JEUDI 12 MARS 2009 - SÉANCE DE L'APRÈS-MIDI

(Suite)

Question orale de M. Philippe Mahoux à la vice-première ministre et ministre de l'Emploi et de l'Égalité des chances sur «le plan d'accompagnement des chômeurs» (nº 4-668)

M. le président. - M. Melchior Wathelet, secrétaire d'État au Budget, adjoint au premier ministre, et secrétaire d'État à la Politique des familles, adjoint à la ministre de l'Emploi, et en ce qui concerne les aspects du droit des personnes et de la famille, adjoint au ministre de la Justice, répondra.

M. Philippe Mahoux (PS). - L'évaluation du Plan d'accompagnement des chômeurs pour le premier semestre 2008 conduirait à des résultats positifs et encourageants, j'utilise le conditionnel sciemment.

Cette observation, saluée par l'Union européenne, a été mise en évidence par votre département ce mardi, lors de l'échange de vues organisé par la commission des Affaires sociales, le Comité d'avis fédéral chargé des questions européennes et nos collègues de la Chambre des Représentants.

Toutefois, l'évaluation relèverait également que des améliorations devraient être apportées. Ainsi une attention particulière devrait-elle être accordée à l'anticipation et à la personnalisation, et à l'individualisation de l'accompagnement des chômeurs.

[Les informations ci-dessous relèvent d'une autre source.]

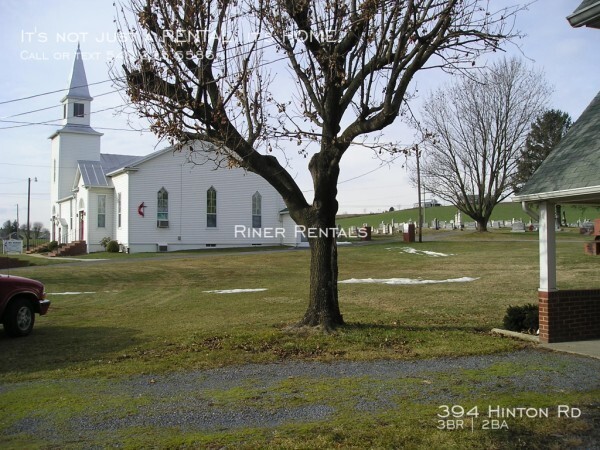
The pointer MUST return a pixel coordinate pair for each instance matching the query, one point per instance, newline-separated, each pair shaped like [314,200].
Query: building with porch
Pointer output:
[569,175]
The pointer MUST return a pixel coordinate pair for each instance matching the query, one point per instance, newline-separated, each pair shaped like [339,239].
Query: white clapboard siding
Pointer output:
[73,147]
[121,185]
[187,185]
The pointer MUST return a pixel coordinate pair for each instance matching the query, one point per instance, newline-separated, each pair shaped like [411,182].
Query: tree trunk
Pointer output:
[482,225]
[323,308]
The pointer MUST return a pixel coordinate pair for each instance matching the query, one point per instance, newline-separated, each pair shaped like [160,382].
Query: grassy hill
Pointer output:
[504,211]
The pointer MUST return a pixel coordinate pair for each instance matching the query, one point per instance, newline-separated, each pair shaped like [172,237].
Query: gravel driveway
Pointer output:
[206,400]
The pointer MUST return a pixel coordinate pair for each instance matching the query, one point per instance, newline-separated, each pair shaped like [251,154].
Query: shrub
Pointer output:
[104,241]
[113,247]
[522,318]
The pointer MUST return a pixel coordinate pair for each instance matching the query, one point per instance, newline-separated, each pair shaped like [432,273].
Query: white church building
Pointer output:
[158,202]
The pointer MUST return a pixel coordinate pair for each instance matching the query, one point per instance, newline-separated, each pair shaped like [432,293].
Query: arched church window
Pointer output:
[211,207]
[256,210]
[162,214]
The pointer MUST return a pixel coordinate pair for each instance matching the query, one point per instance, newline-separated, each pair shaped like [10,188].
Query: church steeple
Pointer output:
[77,101]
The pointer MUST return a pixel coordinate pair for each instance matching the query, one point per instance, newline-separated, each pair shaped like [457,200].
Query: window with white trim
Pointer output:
[78,110]
[211,207]
[256,210]
[119,210]
[162,211]
[101,211]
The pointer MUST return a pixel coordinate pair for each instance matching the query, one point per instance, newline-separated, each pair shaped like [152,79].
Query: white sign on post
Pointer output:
[13,246]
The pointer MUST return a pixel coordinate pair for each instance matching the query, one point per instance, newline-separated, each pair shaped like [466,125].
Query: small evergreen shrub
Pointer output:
[113,247]
[522,318]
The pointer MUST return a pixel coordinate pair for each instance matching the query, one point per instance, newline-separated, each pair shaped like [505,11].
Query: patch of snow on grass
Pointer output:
[233,291]
[68,293]
[406,280]
[414,251]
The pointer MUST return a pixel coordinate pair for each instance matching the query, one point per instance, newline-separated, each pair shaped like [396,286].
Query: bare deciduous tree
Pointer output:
[219,71]
[475,131]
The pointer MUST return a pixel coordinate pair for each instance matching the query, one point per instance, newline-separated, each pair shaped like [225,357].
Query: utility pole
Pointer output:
[419,193]
[28,207]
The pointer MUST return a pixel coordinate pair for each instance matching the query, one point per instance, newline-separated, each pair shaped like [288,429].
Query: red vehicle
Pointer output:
[20,299]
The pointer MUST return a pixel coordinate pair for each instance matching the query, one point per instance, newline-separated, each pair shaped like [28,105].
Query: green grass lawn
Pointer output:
[153,316]
[503,211]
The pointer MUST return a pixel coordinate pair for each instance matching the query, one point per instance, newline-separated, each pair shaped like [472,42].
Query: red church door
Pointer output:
[81,224]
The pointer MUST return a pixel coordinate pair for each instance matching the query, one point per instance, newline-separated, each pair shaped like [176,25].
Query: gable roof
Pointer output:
[571,172]
[134,163]
[586,14]
[93,173]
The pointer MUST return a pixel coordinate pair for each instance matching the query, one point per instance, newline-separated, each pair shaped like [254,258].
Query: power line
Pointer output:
[52,92]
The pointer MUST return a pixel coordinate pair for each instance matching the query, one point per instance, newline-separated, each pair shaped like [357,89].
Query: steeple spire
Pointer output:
[78,87]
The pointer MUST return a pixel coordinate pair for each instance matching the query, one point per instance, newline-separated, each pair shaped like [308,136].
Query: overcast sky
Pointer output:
[38,39]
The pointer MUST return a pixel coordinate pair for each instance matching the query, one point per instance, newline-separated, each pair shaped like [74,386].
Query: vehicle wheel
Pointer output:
[19,317]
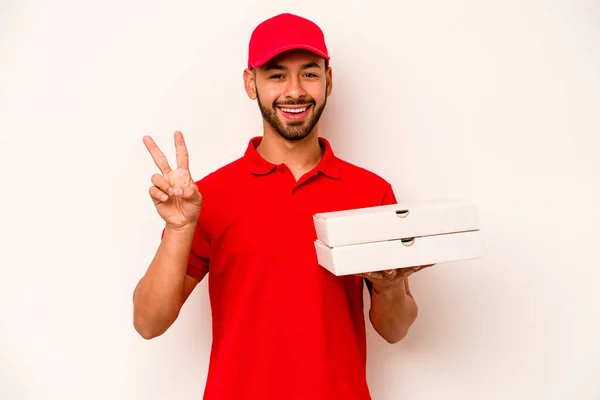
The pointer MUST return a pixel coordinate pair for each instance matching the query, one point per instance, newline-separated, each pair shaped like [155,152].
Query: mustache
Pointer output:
[294,103]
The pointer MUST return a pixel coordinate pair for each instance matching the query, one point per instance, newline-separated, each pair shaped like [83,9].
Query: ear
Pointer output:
[250,83]
[329,81]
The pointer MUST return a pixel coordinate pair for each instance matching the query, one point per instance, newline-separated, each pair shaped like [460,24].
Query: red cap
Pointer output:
[281,33]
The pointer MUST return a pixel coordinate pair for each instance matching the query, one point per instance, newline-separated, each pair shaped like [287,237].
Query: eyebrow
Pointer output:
[277,67]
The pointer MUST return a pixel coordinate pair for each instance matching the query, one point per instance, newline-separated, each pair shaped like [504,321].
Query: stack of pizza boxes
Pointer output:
[398,236]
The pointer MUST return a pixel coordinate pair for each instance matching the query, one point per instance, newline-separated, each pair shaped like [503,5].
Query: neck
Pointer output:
[300,156]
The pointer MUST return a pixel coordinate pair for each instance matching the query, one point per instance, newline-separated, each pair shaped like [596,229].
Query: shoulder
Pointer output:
[221,176]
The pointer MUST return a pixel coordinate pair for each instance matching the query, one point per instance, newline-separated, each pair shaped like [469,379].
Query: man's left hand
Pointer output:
[391,279]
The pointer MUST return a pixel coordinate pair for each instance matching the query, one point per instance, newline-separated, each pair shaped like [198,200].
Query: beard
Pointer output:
[292,130]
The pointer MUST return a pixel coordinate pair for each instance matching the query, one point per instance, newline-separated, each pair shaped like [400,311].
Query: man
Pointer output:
[284,328]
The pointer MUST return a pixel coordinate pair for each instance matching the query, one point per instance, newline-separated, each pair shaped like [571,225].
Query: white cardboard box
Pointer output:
[391,254]
[397,236]
[397,221]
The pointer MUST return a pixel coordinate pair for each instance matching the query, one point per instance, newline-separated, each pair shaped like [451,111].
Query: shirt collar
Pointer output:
[328,165]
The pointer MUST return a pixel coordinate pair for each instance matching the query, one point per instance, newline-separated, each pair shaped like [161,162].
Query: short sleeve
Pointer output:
[389,197]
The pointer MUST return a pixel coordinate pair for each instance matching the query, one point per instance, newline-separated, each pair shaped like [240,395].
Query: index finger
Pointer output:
[181,151]
[159,158]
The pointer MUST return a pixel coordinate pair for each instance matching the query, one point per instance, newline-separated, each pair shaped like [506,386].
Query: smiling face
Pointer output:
[291,90]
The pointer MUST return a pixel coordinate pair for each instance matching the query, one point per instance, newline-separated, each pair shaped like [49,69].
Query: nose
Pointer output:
[294,88]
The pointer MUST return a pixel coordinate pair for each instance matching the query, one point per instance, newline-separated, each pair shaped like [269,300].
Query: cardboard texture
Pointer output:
[397,236]
[403,220]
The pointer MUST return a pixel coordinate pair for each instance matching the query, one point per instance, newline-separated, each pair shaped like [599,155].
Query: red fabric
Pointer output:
[283,326]
[282,33]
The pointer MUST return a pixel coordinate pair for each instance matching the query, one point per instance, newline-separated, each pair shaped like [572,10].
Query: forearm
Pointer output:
[159,295]
[392,312]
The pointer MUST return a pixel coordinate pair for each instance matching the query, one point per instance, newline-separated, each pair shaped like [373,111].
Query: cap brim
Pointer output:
[259,63]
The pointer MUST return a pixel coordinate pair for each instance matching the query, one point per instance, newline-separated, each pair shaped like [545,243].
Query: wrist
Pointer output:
[182,230]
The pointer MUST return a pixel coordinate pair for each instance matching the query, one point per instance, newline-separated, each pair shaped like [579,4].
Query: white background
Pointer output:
[494,101]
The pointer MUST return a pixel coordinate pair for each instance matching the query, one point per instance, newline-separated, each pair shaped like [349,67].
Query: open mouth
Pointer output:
[294,113]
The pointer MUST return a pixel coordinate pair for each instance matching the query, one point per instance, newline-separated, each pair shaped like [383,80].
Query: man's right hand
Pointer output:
[175,194]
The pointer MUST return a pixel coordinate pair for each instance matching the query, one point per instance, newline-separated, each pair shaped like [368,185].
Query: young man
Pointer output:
[283,327]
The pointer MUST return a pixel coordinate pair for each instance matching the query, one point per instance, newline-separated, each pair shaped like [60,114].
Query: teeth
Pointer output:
[294,110]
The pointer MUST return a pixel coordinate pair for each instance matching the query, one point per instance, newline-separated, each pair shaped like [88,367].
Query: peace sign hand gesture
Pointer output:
[175,194]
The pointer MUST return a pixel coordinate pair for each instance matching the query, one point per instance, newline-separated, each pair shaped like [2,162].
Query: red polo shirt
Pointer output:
[284,328]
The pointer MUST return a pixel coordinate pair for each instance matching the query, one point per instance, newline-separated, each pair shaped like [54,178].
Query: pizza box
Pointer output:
[397,221]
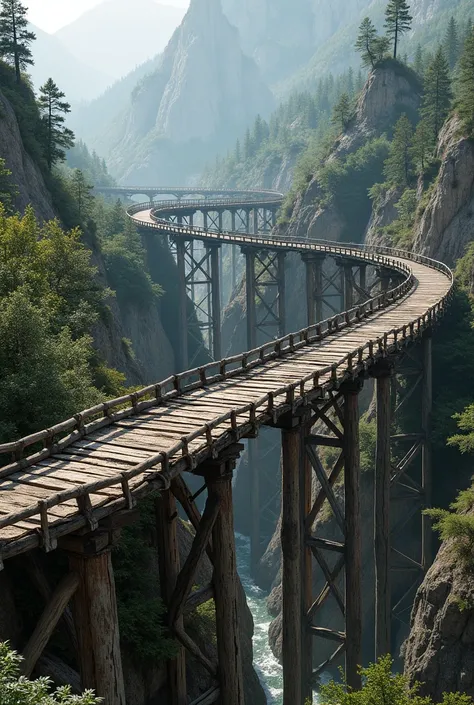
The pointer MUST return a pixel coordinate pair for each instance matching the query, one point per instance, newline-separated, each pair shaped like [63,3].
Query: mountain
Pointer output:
[338,22]
[52,59]
[118,35]
[201,95]
[88,119]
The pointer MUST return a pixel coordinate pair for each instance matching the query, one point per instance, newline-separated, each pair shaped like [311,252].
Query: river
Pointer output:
[266,665]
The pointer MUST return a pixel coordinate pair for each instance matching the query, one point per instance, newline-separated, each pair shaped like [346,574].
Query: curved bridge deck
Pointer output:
[106,458]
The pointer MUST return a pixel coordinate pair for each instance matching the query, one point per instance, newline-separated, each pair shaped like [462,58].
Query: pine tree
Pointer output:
[398,167]
[81,193]
[397,21]
[451,43]
[15,38]
[465,85]
[422,146]
[418,64]
[57,137]
[365,42]
[437,93]
[342,112]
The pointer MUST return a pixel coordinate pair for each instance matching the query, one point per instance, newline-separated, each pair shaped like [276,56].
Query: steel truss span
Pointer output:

En revanche, la fédération des CPAS wallons a réagi au plan d'accompagnement en avançant qu'en conséquence de ce plan, les CPAS prendraient en charge quelque 38 pour cent des personnes exclues du chômage.

Ainsi, selon certaines informations, au 31 décembre 2008, les Centres publics d'action sociale auraient pris en charge quelque 2637 personnes ayant été sanctionnées par l'ONEM.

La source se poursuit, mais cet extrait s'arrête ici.